Historical performance data is extremely important when tuning application. This gives us the ability to instantly know when things start go wrong, and the ability to investigated over the past what start causing things to go wrong. Often I am feeling like a modern Sherlock Holmes, searching for criminals
OEM does this, and so does several third party tools (such as Precise). Of course this can be done by manual scripts also.
Here is an example:
One of my customers was replicating data from mainframe to Oracle, and was complaining that replication has started working very slowly. With this information I went comparing program’s current behavior to program’s normal behavior bases on overtime activity information collected and saved for this instance. Indeed I saw that suddenly the program have started waiting much longer than it use to on “log file sync”. This was clue #1.
When looking at a wider time frame of program’s activity I have spotted the exact time when things start going wrong. This was clue #2.
Ok, something was changed. Now I needed to find out what was changed that was causing replication program to start waiting longer and longer for “log file sync”.
As we all know one of the reasons for “log file sync” is massive commits. I went looking for overtime information on Commits, and saw that the amount of commits were doubled compared to their usual amount per day (3.4M instead of 1.8M). This was clue #3. Suspicious….
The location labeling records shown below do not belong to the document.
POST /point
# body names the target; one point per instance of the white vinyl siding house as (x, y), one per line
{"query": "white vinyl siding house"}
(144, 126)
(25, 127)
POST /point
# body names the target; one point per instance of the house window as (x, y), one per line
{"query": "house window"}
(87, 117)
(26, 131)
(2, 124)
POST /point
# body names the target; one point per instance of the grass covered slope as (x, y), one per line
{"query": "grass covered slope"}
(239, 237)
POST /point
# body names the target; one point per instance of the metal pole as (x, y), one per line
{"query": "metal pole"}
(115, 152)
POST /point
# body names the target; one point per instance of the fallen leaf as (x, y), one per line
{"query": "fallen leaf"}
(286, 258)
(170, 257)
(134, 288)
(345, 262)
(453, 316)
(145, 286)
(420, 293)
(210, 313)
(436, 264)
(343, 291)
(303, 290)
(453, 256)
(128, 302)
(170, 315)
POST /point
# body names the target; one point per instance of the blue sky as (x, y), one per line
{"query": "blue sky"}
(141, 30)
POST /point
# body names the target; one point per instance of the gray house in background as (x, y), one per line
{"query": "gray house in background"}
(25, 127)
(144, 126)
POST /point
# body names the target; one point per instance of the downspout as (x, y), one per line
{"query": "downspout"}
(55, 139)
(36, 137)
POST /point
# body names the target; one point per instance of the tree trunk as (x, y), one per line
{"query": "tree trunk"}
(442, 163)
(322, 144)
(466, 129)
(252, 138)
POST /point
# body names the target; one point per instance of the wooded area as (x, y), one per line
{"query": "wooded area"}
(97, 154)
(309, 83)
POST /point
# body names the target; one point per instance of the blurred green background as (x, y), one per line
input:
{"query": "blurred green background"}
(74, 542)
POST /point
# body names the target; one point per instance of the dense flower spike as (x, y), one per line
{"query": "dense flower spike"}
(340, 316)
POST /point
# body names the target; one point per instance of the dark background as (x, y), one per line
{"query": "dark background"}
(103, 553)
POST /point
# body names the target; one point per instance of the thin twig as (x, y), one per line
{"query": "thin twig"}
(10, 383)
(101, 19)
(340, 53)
I needed to look for the cause of this massive increased in commits. First, to answer – when do we do commits? After DMLs of course. So let’s look for suspicious DMLs (new DMLs, DMLs with high executions, DMLs with increased executions, etc). This was clue #4.
Now we are getting closer to solving the mystery. When adding clue #4 (suspicious DMLs) to clue #2 (time when things start going wrong), it wasn’t hard to find the criminal to blame. A massive new UPDATE had started at that time, executing over 2.6M executions a day, causing the massive commits, and the increase of “log file sync”.
Now all I have to do was to go back to the application and ask them few questions, such as: what was this SQL, why was it added, why was it executing so many times a day.
You will be surprise to know that the answer was “by mistake”. Well, they remove this UPDATE and things went back to normal.
All this investigation was finished by less than an hour. No doubt it would have been much harder and much longer to find the root cause of the abnormal program behavior without overtime information saved on application activity and instance activity.
All this investigation and conclusion can be visually seen in the following link: http://www.dboptimize.co.il/Oracle_abnormal_program_behavior_Redo_log.pdf
Remember: from my experience at least 80% of instance performance problems are caused by application… Much less are caused by wrong instance tuning (init parameters etc). It is always beneficial to know your application and talk to people who are responsible to it.